Bei der Fahndung nach dem Dresdner Ikea-Bombenleger war die Polizei bislang kaum voran gekommen. Zwar meldeten sich nach Angaben der Ermittler mehrere vermeintlich wichtige Zeugen. Leider hätten diese aber bei der Suche nach dem Täter nicht weiterhelfen können. Auch die Auswertung der Video-Überwachungsbilder hatte demnach nichts Konkretes gebracht.

Fall ist Thema bei „Aktenzeichen XY...“

Hoffnungen setzen die Beamten nun auf die Auswertung der Schreiben. Zudem versprechen sie sich Hinweise auch von der ZDF-Sendung „Aktenzeichen XY ... ungelöst“. Dort sollte der Fall am Mittwochabend geschildert und ein Phantombild des Täters gezeigt werden. Die Polizei hatte am Wochenende bereits ein solches Bild veröffentlicht. Gesucht wird ein etwa 40-jähriger Mann, der eine beigefarbene Schirmmütze und eine auffallend violette Brille getragen haben soll.

Der Sprengsatz war am Freitag vor Pfingsten in der Musterküchenabteilung des Möbelhauses in Dresden in die Luft gegangen, zwei Menschen wurden leicht verletzt. Die Hintergründe der Tat sind unklar.
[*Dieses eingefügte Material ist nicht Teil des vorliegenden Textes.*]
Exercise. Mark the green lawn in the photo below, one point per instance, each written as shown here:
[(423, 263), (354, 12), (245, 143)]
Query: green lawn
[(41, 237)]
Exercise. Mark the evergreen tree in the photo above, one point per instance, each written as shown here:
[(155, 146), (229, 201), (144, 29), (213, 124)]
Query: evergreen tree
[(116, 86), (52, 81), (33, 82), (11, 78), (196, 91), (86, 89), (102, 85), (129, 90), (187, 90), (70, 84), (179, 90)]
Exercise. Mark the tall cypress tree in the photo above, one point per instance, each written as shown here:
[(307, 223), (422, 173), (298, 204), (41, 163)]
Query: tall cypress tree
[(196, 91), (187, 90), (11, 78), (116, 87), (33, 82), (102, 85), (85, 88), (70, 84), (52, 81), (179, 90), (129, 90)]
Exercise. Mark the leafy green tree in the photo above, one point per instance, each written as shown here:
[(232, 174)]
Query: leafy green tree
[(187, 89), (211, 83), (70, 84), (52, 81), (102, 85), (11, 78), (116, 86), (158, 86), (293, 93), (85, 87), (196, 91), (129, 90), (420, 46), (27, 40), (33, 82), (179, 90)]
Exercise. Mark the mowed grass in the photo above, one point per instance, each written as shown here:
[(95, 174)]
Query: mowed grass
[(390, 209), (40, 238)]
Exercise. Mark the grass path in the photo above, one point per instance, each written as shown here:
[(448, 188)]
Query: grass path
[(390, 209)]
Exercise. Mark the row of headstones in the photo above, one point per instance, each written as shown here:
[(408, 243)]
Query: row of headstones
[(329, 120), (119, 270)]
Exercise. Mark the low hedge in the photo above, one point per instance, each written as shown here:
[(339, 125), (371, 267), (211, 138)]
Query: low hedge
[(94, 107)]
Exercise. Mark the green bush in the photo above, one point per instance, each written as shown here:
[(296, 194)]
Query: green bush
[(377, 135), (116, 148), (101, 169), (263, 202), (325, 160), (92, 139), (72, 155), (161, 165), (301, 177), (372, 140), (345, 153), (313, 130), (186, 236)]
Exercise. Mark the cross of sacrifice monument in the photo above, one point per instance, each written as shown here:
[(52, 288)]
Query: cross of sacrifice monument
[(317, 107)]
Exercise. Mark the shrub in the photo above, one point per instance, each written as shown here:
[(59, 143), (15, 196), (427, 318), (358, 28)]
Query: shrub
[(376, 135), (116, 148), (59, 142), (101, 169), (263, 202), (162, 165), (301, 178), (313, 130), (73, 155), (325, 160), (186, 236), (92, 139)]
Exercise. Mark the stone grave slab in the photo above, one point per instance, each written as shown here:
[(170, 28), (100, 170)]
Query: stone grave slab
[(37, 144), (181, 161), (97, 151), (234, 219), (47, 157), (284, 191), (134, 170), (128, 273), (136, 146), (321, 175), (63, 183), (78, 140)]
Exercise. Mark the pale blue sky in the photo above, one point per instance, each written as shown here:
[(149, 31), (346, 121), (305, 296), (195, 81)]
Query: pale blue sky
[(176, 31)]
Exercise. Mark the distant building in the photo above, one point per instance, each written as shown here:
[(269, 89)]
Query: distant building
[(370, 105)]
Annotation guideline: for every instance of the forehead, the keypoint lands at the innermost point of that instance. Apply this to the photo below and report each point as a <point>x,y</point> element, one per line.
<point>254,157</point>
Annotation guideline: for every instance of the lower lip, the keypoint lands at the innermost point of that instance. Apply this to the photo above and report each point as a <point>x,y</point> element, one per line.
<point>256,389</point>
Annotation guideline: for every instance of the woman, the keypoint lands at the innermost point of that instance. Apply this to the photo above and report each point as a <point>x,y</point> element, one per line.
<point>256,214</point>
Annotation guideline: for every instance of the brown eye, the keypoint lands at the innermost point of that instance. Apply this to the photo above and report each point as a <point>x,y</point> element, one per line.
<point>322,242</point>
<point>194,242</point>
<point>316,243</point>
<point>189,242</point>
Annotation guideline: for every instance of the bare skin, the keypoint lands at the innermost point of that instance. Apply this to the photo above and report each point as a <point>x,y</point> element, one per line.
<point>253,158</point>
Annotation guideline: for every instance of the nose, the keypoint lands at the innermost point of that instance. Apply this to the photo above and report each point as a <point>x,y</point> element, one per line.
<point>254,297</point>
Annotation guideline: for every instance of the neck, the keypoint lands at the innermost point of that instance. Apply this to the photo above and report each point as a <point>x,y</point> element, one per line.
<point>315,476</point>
Ikea wies Spekulationen über einen Erpressungsversuch zurück. Die Polizei ermittelt nach eigenen Angaben in alle Richtungen und schließt lediglich ein politisches Motiv aus. Nach dem Anschlag wurde eine 20-köpfige Sonderkommission „Ikea“ gebildet

Kieler Ikea-Filiale

Ein verdächtiger Gegenstand hat am Mittwochabend in der Kieler Ikea-Filiale für Aufregung gesorgt. Die Filialleiterin alarmierte die Polizei, nachdem Mitarbeiter beim Aufräumen in der Bettenabteilung einen verdächtigen Gegenstand gefunden hatten. Der Kampfmittelräumdienst untersuchte den Fund, entdeckte aber keinen Sprengstoff, wie ein Sprecher sagte. Der Gegenstand wurde als ungefährlich eingestuft.

Mehrere hundert Kunden mussten das Möbelhaus vorübergehend verlassen. Nach der Überprüfung konnte das Geschäft wieder geöffnet werden. Um welche Art Gegenstand es sich handelte, wollte der Polizeisprecher nicht sagen.